Neuer Bertelsmannchef Ostrowski Mehr Innovation, mehr Wachstum, keine Internetprojekte

Der Neue legt die Messlatte hoch: Bertelsmannchef Hartmut Ostrowski will den Konzernumsatz bis 2015 von 20 auf 30 Milliarden Euro steigern. Dafür seien eventuell "harte Entscheidungen" nötig.


Berlin – Hartmut Ostrowski bringt sich in Stellung: Vor 600 Bertelsmann-Managern erklärte der neue Chef heute, der Konzern dürfe sich auf Dauer nicht mit Geschäften belasten, die Wachstumsziele wiederholt verfehlten. "Wir müssen unsere Geschäftsfelder überprüfen und notfalls harte Entscheidungen treffen." Zuletzt war besonders die Musiksparte des Konzerns mit stark schrumpfenden Umsätzen negativ aufgefallen.

Liz Mohn und Bertelsmannchef Ostrowski: Er wolle "Bertelsmann weiter nach vorne bringen", versprach der Neue heute
DPA

Liz Mohn und Bertelsmannchef Ostrowski: Er wolle "Bertelsmann weiter nach vorne bringen", versprach der Neue heute

Der 49-Jährige will sich jetzt auf die Wachstumsbringer konzentrieren. Bis 2012 sollen etwa fünf bis sieben Milliarden Euro gezielt in Geschäftsfelder wie den Bildungssektor und die Dienstleistungsbranche gepumpt werden.
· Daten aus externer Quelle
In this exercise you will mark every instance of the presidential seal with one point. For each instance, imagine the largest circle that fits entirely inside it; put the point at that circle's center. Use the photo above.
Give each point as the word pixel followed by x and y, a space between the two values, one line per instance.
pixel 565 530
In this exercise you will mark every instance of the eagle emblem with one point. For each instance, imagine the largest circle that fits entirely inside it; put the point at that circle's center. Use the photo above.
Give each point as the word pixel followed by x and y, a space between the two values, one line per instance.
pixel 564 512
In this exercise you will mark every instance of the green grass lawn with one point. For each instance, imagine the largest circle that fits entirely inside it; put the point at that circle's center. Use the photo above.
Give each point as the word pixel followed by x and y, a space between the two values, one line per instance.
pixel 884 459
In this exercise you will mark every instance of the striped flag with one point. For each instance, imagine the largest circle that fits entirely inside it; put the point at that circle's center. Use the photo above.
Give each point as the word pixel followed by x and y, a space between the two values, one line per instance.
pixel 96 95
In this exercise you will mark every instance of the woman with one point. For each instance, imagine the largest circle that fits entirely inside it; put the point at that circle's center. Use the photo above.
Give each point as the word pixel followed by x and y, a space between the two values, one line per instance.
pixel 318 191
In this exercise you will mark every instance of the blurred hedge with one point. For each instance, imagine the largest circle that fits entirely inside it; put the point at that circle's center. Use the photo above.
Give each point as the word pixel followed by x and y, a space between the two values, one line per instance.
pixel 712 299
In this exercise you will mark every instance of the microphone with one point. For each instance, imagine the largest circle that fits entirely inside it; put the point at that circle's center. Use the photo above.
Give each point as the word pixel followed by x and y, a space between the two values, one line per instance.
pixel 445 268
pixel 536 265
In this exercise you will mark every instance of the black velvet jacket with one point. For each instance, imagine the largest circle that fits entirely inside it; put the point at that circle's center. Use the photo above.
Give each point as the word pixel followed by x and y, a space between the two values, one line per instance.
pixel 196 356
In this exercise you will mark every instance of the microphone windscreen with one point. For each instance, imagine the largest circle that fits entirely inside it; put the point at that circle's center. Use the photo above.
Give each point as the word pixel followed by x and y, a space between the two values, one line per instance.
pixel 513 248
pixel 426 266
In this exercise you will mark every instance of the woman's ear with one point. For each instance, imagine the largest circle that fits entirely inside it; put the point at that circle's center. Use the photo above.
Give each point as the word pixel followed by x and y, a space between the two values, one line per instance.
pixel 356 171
Zudem will Ostrowski, der die Konzernleitung bereits von Vorgänger Gunter Thielen übernommen hat, die Stellung Bertelsmanns in rasant wachsenden Märkten wie Russland und Asien verbessern.

Der auf dem Treffen anwesenden Sprecherin der Eigentümerfamilie, Liz Mohn, versprach er: "Liz, ich verspreche, Bertelsmann weiter nach vorne zu bringen." Bertelsmann solle zu einem weltweit führenden Medien- und Serviceunternehmen werden. Er strebe ein deutlich erhöhtes organisches Wachstum von mehr als vier Prozent pro Jahr an, erklärte Ostrowski auf dem Führungskräftetreffen in Berlin. Der Gewinn vor Steuern solle bis 2015 von zuletzt 1,9 Milliarden Euro auf über drei Milliarden Euro gesteigert werden.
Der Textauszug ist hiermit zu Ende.